Technology offers ways to refine the data, and proper information governance would minimise the problem, not least by the segregation of personal data and by observing the EU requirement to keep data only for as long as its original purpose requires.
I showed, as I have done before, photographs of D-Day, first from the viewpoint of the GIs storming ashore from a landing craft and then from that of a defender on the cliffs above Omaha Beach. That, I said, this is what many US discovery demands look like from the other side. Dominic Jaar wondered how the US would feel if, say, China had the same attitude to US data as the US claims in relation to the rest of the world.

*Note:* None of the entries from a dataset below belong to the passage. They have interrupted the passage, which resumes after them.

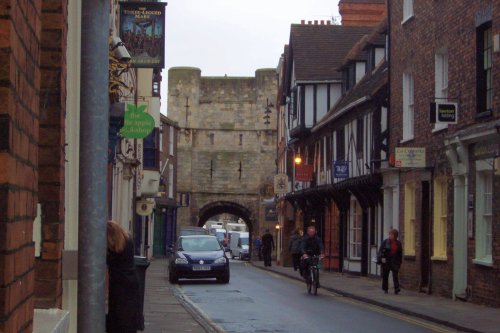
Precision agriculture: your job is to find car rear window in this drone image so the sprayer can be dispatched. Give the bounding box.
[179,237,220,252]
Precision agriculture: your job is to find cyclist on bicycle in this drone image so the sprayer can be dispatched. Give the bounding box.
[300,225,323,283]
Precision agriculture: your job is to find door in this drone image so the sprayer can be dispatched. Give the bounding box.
[420,181,431,293]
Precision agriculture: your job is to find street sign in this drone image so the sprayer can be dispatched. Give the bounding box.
[274,173,288,194]
[333,161,349,178]
[430,102,458,124]
[295,164,314,182]
[395,147,426,168]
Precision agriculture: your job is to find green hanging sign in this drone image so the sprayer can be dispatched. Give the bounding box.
[120,104,155,139]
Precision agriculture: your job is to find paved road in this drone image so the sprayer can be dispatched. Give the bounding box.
[174,261,456,333]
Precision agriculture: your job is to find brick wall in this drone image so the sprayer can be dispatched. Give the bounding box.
[0,0,41,333]
[35,0,67,308]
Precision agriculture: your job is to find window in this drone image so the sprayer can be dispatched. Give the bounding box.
[349,200,363,258]
[168,163,174,199]
[337,128,345,161]
[168,126,175,156]
[356,118,364,158]
[403,73,414,141]
[433,52,448,132]
[142,128,160,169]
[476,22,493,115]
[403,0,413,23]
[403,182,415,256]
[432,177,448,260]
[474,159,493,265]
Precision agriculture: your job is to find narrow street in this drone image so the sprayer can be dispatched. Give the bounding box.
[172,260,456,333]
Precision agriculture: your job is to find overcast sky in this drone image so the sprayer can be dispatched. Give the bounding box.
[162,0,339,110]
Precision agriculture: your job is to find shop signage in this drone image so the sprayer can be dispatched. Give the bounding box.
[430,103,458,124]
[120,104,155,139]
[274,173,288,194]
[333,161,349,178]
[264,206,278,221]
[295,164,314,182]
[394,147,426,168]
[120,2,167,68]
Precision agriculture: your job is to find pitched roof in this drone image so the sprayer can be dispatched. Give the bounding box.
[313,61,389,131]
[290,24,373,81]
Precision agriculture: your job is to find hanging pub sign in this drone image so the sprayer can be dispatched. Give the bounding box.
[120,2,167,68]
[295,164,314,182]
[395,147,426,168]
[120,104,155,139]
[333,161,349,179]
[430,102,458,124]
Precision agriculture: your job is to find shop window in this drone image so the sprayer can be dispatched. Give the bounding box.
[403,0,413,23]
[432,177,448,260]
[349,200,363,259]
[142,128,160,169]
[403,182,415,256]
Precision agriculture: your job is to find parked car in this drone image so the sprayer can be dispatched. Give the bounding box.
[229,232,250,260]
[168,235,230,283]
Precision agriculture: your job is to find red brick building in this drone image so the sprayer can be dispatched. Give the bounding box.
[390,0,500,306]
[0,0,67,333]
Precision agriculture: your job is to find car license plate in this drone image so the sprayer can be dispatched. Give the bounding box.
[193,265,211,271]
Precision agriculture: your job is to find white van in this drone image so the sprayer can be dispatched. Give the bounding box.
[229,232,250,260]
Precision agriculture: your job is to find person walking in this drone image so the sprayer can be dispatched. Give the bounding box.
[262,229,274,267]
[106,221,144,333]
[377,229,403,295]
[254,236,262,261]
[288,228,303,271]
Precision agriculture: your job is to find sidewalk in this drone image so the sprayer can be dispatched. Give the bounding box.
[252,261,500,333]
[144,259,213,333]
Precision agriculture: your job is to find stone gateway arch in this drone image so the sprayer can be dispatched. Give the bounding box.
[167,67,277,237]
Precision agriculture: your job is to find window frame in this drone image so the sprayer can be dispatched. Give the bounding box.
[472,158,494,267]
[142,127,160,170]
[432,51,449,133]
[476,21,493,117]
[431,177,448,260]
[401,0,415,24]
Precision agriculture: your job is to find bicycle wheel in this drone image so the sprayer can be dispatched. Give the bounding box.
[312,269,319,296]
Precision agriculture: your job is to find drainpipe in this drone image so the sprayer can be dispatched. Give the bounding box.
[77,0,110,333]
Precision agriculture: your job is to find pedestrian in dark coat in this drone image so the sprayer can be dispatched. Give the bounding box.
[262,229,274,267]
[288,228,303,271]
[106,221,144,333]
[377,229,403,295]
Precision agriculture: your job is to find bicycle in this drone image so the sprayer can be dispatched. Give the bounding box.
[305,256,321,296]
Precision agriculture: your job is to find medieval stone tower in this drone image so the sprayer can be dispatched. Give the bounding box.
[168,67,277,235]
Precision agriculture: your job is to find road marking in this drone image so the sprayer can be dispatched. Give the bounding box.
[254,264,459,333]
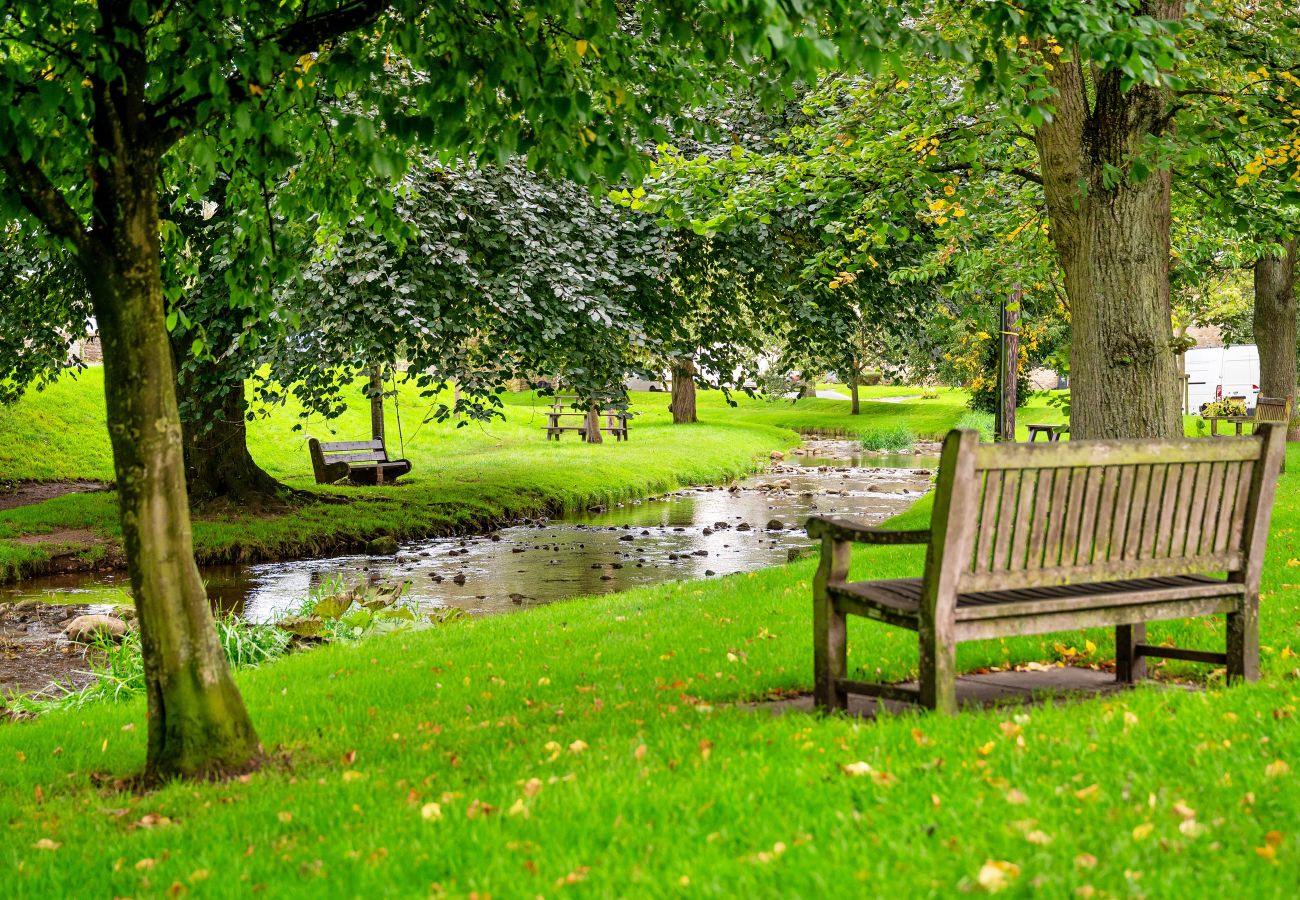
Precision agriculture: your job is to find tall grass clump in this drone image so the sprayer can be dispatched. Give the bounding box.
[862,425,917,453]
[953,410,995,442]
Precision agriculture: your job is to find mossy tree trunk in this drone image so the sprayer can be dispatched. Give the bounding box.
[78,23,259,779]
[172,348,290,506]
[584,403,605,443]
[1035,1,1183,438]
[1255,237,1300,441]
[668,356,699,425]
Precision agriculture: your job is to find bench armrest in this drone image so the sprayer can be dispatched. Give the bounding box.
[807,515,930,544]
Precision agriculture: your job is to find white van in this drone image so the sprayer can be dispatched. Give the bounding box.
[1183,343,1260,414]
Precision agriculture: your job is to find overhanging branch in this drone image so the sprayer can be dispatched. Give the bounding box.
[0,150,96,258]
[150,0,390,152]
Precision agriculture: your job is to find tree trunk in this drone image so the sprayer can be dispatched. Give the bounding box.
[172,343,291,506]
[367,368,384,441]
[1035,1,1183,438]
[1255,237,1300,441]
[82,152,259,779]
[668,356,699,425]
[584,403,605,443]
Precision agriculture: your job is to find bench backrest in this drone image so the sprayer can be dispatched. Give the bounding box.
[319,441,389,463]
[927,424,1284,596]
[1255,397,1291,423]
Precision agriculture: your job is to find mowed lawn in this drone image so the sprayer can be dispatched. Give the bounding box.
[0,449,1300,897]
[0,369,1060,580]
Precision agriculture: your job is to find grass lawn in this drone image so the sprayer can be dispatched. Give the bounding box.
[0,449,1300,897]
[0,369,1061,581]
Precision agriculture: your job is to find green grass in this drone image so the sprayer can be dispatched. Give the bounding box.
[0,369,1076,581]
[0,449,1300,897]
[0,369,797,580]
[862,424,917,453]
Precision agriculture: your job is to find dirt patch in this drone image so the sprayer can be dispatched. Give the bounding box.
[0,480,109,510]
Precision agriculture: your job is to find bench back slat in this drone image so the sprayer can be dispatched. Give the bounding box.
[935,427,1271,592]
[321,441,384,453]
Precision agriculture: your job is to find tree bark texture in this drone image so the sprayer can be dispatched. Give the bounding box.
[367,368,384,441]
[668,356,699,425]
[1255,237,1300,441]
[78,7,259,779]
[584,403,605,443]
[1035,3,1183,438]
[172,334,289,505]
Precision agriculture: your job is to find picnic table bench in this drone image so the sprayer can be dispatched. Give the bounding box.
[546,394,629,441]
[807,424,1286,713]
[307,437,411,484]
[1205,397,1291,437]
[1028,425,1067,443]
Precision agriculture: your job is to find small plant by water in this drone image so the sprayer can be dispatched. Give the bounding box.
[956,410,996,442]
[862,425,917,453]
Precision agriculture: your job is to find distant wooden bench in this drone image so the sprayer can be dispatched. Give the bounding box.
[807,424,1286,713]
[307,437,411,484]
[1028,425,1066,443]
[546,394,629,441]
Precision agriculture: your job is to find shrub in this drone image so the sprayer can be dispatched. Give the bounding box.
[862,425,917,453]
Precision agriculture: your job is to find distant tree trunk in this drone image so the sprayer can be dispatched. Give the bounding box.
[585,403,605,443]
[367,367,384,441]
[798,372,816,399]
[668,356,699,425]
[1255,237,1300,441]
[79,137,259,779]
[173,351,291,506]
[1035,0,1183,438]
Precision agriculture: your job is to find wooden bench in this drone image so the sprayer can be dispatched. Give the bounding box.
[1027,425,1066,443]
[546,394,629,441]
[807,424,1286,713]
[307,437,411,484]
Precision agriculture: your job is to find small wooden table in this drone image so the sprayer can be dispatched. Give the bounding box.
[1028,425,1065,443]
[1204,416,1255,437]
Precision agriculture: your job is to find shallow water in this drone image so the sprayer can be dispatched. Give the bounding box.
[0,441,937,622]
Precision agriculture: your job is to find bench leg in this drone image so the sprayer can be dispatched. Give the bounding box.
[813,537,852,710]
[1227,597,1260,682]
[918,622,957,715]
[813,596,849,710]
[1115,623,1147,684]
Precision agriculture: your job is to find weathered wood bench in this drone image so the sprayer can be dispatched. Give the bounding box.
[546,394,629,441]
[807,424,1284,713]
[307,437,411,484]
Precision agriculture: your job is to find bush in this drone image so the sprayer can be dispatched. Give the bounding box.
[862,425,917,453]
[954,410,997,442]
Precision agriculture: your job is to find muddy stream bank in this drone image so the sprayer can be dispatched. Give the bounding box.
[0,440,937,695]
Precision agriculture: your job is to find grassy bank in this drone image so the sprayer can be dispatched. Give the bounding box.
[0,369,797,580]
[0,450,1300,897]
[0,369,1060,581]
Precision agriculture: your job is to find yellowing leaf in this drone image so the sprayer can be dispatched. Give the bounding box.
[976,860,1021,893]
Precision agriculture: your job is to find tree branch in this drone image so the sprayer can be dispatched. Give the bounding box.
[150,0,390,152]
[928,163,1043,187]
[0,150,99,265]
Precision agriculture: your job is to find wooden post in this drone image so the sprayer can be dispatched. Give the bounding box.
[371,367,384,441]
[995,285,1023,442]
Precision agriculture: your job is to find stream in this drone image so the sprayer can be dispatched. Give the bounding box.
[0,440,939,693]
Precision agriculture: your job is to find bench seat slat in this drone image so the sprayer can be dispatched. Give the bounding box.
[828,575,1244,628]
[975,438,1260,472]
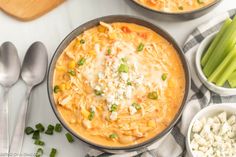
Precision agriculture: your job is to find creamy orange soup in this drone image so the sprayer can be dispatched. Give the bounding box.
[53,22,185,147]
[135,0,215,12]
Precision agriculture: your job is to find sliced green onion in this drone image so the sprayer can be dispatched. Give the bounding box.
[68,69,76,76]
[65,133,74,143]
[35,123,45,132]
[25,127,34,135]
[148,92,158,100]
[127,81,132,86]
[45,124,54,135]
[201,18,232,67]
[107,48,111,55]
[35,148,43,157]
[137,43,144,52]
[94,89,103,96]
[121,58,128,63]
[88,109,95,121]
[109,133,118,139]
[161,73,167,81]
[178,6,184,10]
[111,104,118,112]
[77,57,86,66]
[132,103,141,110]
[80,39,85,44]
[34,140,45,146]
[32,130,40,140]
[118,64,129,73]
[53,85,60,93]
[55,123,62,132]
[49,148,57,157]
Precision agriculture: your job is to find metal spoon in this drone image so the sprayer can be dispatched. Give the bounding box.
[0,42,21,155]
[10,42,48,156]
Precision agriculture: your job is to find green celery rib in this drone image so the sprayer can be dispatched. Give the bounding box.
[201,18,232,67]
[228,69,236,88]
[216,57,236,86]
[203,16,236,77]
[208,46,236,82]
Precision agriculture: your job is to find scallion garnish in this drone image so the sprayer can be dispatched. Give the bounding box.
[107,48,111,55]
[178,6,184,10]
[77,57,86,66]
[148,92,158,100]
[127,81,132,86]
[88,109,95,121]
[80,39,85,44]
[25,127,34,135]
[109,133,118,139]
[118,64,129,73]
[94,89,103,96]
[137,43,144,52]
[32,130,40,140]
[35,123,44,132]
[68,69,76,76]
[161,73,167,81]
[55,123,62,132]
[121,58,128,63]
[49,148,57,157]
[53,85,60,93]
[111,104,118,112]
[65,133,74,143]
[35,148,43,157]
[45,125,54,135]
[34,140,45,146]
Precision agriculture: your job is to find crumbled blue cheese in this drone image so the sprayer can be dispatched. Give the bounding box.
[129,106,137,115]
[121,73,129,82]
[190,112,236,157]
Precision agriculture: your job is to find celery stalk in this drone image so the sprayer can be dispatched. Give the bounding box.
[201,18,232,67]
[203,16,236,77]
[228,69,236,88]
[208,46,236,82]
[216,58,236,86]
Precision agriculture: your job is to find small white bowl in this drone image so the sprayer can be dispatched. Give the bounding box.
[195,33,236,96]
[186,103,236,157]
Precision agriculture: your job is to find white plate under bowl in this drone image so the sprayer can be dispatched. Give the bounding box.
[195,33,236,96]
[185,103,236,157]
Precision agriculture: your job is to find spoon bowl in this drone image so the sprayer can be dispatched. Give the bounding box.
[10,42,48,157]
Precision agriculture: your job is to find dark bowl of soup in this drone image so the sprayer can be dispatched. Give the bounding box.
[131,0,223,20]
[47,15,190,153]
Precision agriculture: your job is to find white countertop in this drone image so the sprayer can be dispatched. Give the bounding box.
[0,0,236,157]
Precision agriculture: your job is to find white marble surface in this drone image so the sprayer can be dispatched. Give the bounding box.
[0,0,236,157]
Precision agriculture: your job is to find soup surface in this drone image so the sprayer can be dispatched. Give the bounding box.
[135,0,215,12]
[53,22,185,147]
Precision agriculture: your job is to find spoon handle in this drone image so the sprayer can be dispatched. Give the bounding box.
[0,88,9,156]
[10,86,32,157]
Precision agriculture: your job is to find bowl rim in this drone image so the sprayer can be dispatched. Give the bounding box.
[47,15,191,152]
[194,31,236,96]
[131,0,223,16]
[185,103,236,157]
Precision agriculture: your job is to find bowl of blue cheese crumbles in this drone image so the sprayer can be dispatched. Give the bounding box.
[186,104,236,157]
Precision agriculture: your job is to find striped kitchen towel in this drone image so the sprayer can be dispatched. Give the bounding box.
[87,9,236,157]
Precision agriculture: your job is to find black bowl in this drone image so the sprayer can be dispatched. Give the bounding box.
[131,0,223,20]
[47,15,190,153]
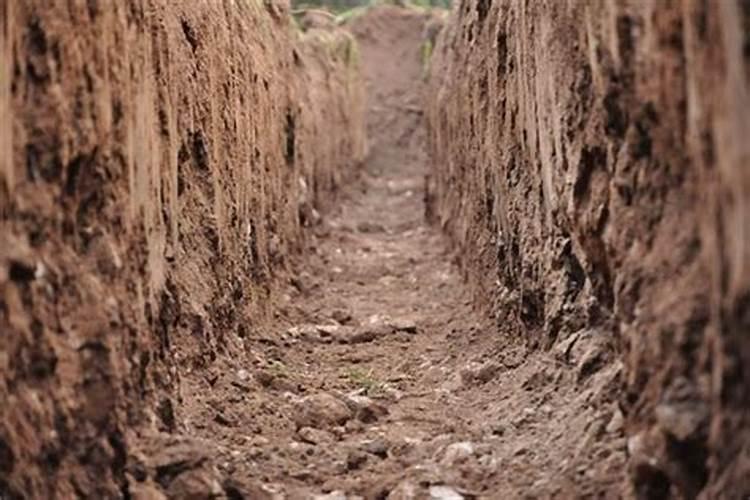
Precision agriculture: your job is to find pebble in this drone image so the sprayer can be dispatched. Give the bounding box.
[313,490,347,500]
[361,438,389,458]
[606,408,625,434]
[343,393,388,423]
[442,441,474,467]
[430,486,464,500]
[292,393,354,429]
[297,427,334,444]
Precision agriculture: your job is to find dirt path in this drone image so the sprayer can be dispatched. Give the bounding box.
[144,10,625,500]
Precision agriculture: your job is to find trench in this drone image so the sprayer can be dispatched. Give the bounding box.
[0,0,750,500]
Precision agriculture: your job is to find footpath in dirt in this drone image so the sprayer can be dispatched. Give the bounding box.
[134,8,625,500]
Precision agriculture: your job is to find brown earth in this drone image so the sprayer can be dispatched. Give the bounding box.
[428,0,750,498]
[0,0,364,498]
[0,0,750,500]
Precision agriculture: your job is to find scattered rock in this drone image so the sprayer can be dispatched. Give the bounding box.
[331,309,354,325]
[606,408,625,434]
[459,361,501,387]
[441,441,474,467]
[357,220,385,233]
[313,490,348,500]
[655,401,708,441]
[343,392,388,423]
[297,427,335,444]
[430,486,464,500]
[292,393,354,428]
[337,324,393,344]
[346,450,367,471]
[389,318,417,333]
[362,438,389,458]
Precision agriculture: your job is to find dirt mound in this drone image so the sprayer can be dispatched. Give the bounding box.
[347,5,432,171]
[0,0,364,498]
[428,0,750,498]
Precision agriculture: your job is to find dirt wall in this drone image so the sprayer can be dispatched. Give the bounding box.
[428,0,750,498]
[0,0,364,498]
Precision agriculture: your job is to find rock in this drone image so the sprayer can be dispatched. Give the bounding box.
[430,486,464,500]
[655,401,708,441]
[605,408,625,434]
[331,309,354,325]
[297,427,335,444]
[167,467,224,500]
[313,490,348,500]
[357,221,385,233]
[343,392,388,423]
[336,324,393,344]
[441,441,474,467]
[361,438,389,458]
[128,481,167,500]
[388,318,417,333]
[292,393,354,429]
[346,450,367,471]
[286,325,343,344]
[388,479,419,500]
[459,361,501,387]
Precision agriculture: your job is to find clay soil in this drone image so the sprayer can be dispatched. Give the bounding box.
[164,8,625,499]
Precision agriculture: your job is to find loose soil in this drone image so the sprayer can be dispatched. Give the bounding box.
[164,8,625,499]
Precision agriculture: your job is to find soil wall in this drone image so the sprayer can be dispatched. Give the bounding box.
[428,0,750,498]
[0,0,364,498]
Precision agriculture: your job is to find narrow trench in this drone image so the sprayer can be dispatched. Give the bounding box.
[0,0,750,500]
[172,7,624,500]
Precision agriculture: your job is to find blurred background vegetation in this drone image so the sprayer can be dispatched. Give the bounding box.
[292,0,452,13]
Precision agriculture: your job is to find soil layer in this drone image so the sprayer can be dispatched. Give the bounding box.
[428,0,750,498]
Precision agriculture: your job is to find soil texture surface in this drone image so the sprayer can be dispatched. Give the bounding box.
[167,9,625,500]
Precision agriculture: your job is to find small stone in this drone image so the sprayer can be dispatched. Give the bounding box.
[297,427,334,444]
[655,401,708,441]
[389,318,417,333]
[337,324,393,344]
[331,309,354,325]
[442,441,474,467]
[605,408,625,434]
[430,486,464,500]
[357,221,385,233]
[362,438,388,458]
[313,490,347,500]
[346,450,367,471]
[292,393,353,429]
[344,393,388,423]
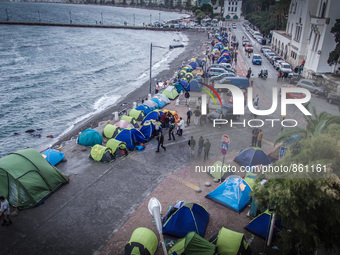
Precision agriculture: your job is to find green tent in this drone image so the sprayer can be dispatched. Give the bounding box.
[103,124,122,139]
[168,232,216,255]
[162,86,178,100]
[106,138,129,157]
[124,227,158,255]
[210,227,251,255]
[0,148,68,209]
[120,115,139,128]
[129,109,144,121]
[90,144,115,163]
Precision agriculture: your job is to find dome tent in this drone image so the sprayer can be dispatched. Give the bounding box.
[77,129,103,147]
[106,138,129,158]
[103,124,122,139]
[89,144,115,163]
[0,148,68,209]
[124,227,158,255]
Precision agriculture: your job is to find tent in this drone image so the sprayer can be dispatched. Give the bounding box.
[41,149,65,166]
[154,93,170,104]
[114,120,134,128]
[205,175,252,212]
[234,147,271,167]
[139,121,155,141]
[89,144,115,163]
[210,227,252,255]
[106,138,129,158]
[168,232,216,255]
[120,115,139,128]
[144,100,158,111]
[103,124,122,139]
[162,86,178,100]
[186,79,202,92]
[77,128,103,147]
[135,104,152,115]
[0,148,68,209]
[115,128,145,150]
[163,201,210,237]
[129,109,145,121]
[142,111,163,125]
[151,97,166,108]
[124,227,158,255]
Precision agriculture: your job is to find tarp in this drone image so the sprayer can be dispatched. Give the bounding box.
[114,120,134,128]
[41,149,65,166]
[103,124,122,139]
[163,202,210,237]
[0,149,68,209]
[90,144,115,163]
[162,86,178,100]
[210,227,252,255]
[129,109,145,121]
[120,115,139,128]
[140,121,155,141]
[168,232,216,255]
[142,111,163,125]
[135,104,152,115]
[106,138,129,158]
[205,175,252,212]
[234,147,271,167]
[77,129,103,147]
[115,128,145,150]
[124,227,158,255]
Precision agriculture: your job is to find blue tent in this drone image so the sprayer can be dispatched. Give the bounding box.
[174,83,185,93]
[139,121,155,141]
[77,129,103,146]
[186,79,202,92]
[142,111,163,125]
[151,97,165,108]
[205,175,252,212]
[234,147,271,166]
[115,128,145,150]
[163,202,210,237]
[42,149,65,166]
[135,104,152,115]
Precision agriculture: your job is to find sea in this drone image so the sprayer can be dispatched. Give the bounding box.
[0,2,188,157]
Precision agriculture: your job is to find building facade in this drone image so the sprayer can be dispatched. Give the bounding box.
[223,0,242,20]
[272,0,340,77]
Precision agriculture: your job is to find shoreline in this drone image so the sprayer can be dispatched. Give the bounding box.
[51,31,205,150]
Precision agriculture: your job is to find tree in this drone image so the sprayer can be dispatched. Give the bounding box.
[327,19,340,66]
[253,125,340,254]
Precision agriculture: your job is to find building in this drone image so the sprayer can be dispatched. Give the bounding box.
[272,0,340,77]
[223,0,242,20]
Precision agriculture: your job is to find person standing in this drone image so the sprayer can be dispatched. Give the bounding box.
[251,128,259,147]
[194,106,201,126]
[257,129,263,148]
[177,117,184,136]
[188,136,196,157]
[198,136,204,156]
[156,131,166,152]
[203,139,211,161]
[0,196,12,226]
[187,108,192,126]
[168,121,176,141]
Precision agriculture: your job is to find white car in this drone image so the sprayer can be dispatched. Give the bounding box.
[279,62,293,73]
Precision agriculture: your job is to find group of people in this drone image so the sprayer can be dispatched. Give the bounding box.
[188,136,211,161]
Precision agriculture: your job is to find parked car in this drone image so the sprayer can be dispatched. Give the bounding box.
[327,94,340,104]
[208,103,240,121]
[279,84,306,99]
[296,79,327,96]
[251,54,262,65]
[279,62,293,73]
[210,73,236,81]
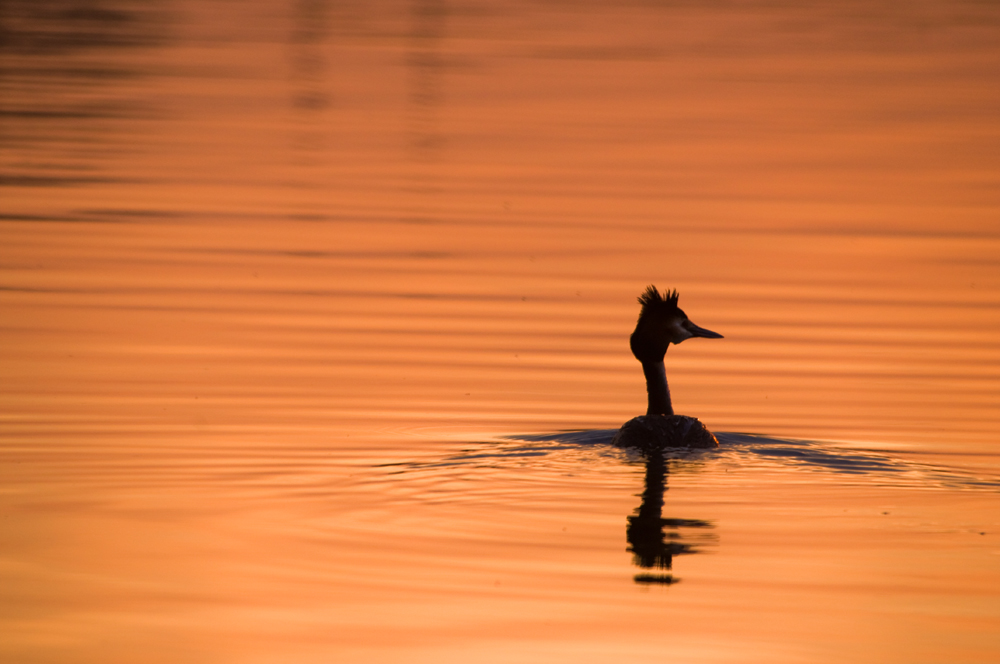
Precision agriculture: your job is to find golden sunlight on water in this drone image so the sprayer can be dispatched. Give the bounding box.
[0,0,1000,663]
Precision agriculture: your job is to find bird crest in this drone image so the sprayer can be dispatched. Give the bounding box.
[639,284,679,318]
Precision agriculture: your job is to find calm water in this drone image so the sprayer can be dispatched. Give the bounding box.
[0,0,1000,664]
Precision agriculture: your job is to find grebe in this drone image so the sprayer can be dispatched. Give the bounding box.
[612,286,722,452]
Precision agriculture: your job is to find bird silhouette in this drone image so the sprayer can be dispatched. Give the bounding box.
[612,286,722,451]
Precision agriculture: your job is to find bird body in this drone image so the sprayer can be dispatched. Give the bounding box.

The point is not simply to paint the US has the villain of cross-border discovery – those who trade with the US and seek the protection of its courts cannot simply play by their own rules. Those rules exist, however, and must be factored into commercial decision-making, both through information governance and (perhaps) through squaring up to the acceptance of an adverse inference as part of the cost of doing business. This is better done as a matter of policy, knowing of the rules, rather than in surprised reaction to something which no one in the company had thought about.
I ended with a summary of my article about the Trueposition case called Cross-Border Discovery: Federal Judge makes a Monkey of the Cheese-Eaters which gives you some idea of the implications which can arise.
It is perhaps appropriate that this event took place in an hotel built on top of a casino. Casinos imply risk, and risk is the common theme of much of what appears above. I spoke whilst here to someone who is a regular at the tables of Las Vegas. The word “gambling” does not do justice to the cold, hard, calculation which he makes at every stage during an evening’s play. Risk management arises repeatedly in facing discovery, whether in devising social media policies, in weighing the costs of repeated eDiscovery exercises against the investment which will minimise their impact, in walking the line between a proportionate response to one’s obligations and risking sanctions, and in balancing US discovery demands against the data protection restrictions of other countries. Weighing risk against the cost of mitigating that risk cannot begin without knowing what the risks are, what costs you are incurring anyway, and what the costs and functions are of the tools, techniques and processes required to face the risks.
While we were engaged in sessions about these wide-ranging eDiscovery subjects, hundreds of forensic and security experts were learning their trade in packed rooms around us. They are the front-line troops whose services will be needed by the companies and their lawyers in the security and eDiscovery battles ahead.
To bring both sides together under one rather large roof, as Guidance Software does each year at CEIC, is a significant ambition, comfortably met by the agenda here and by the surrounding opportunities to meet with and talk to the other players. Hard work, but enjoyable with it.